The company Down Under is betting that weathering this storm will put it in a better position when prices recover, which they should do later this decade. But faced with compressed margins and competition from integrated Chinese producers, targeted government support may soon be needed.

Pilbara Minerals, owner of the Pilgangoora mine in Western Australia, is using its strong balance sheet built during the boom to push ahead with expansions to reduce unit costs.

Meanwhile, the world’s largest hard-rock lithium mine, Greenbushes, a joint venture between China’s Tianqi, Albemarle and Australia’s IGO, has returned to full production.

And Kathleen Valley, operated by Liontown, announced its first spodumene concentrate production last month. Liontown is backed by Australia’s richest person, mining magnate Gina Rinehart. In June, it received a $250 million investment and a 10-year offtake agreement from South Korea’s LG Energy Solution, helping it move toward a planned annual production capacity of 3 million tonnes by 2025.
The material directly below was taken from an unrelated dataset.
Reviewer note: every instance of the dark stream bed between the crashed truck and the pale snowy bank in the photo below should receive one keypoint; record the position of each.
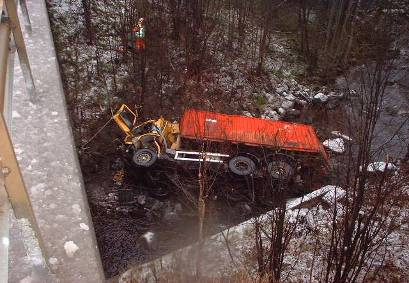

The company, which also has offtake agreements with Tesla and Ford, sold its increased tonnes to Sinomine. According to Liontown, battery demand remained strong in China, although has weakened in the United States and Europe.

But pressure to cut production continues to grow.

Mineral Resources, which operates the Bald Hill, Mt Marion and Wodgina mines, said in June it would keep a new spodumene concentrate production line on ice until it saw a “sustained” recovery.

Arcadium, the world’s third-largest producer, said last week it would consider mothballing its Mount Cattlin mine in Western Australia if prices didn’t improve. It also suspended spending on an expansion in Canada and revised the timing of lithium carbonate products in Argentina.

The update followed another round of cost cuts by US lithium giant Albemarle, which said it would scale back operations at its lithium processing plant in Australia due to the prolonged downturn in prices.

Australia accounted for 45% of global lithium mining in 2023, according to a government report in June, which predicted that share would fall to 39% by 2026 as new sources come online in Zimbabwe, Argentina and elsewhere.

Meanwhile, Chinese producers have responded to soaring prices in 2022 by ramping up domestic mining of lepidolite, a lithium-containing mineral that is more expensive to process, and increasing production from mines in Africa.

Citibank said in a recent report that it expects lithium prices to remain lower for longer. Players outside China have begun to reduce investment or production and Chinese producers are expected to follow suit but the largest players in China have had the advantage of being integrated with battery makers.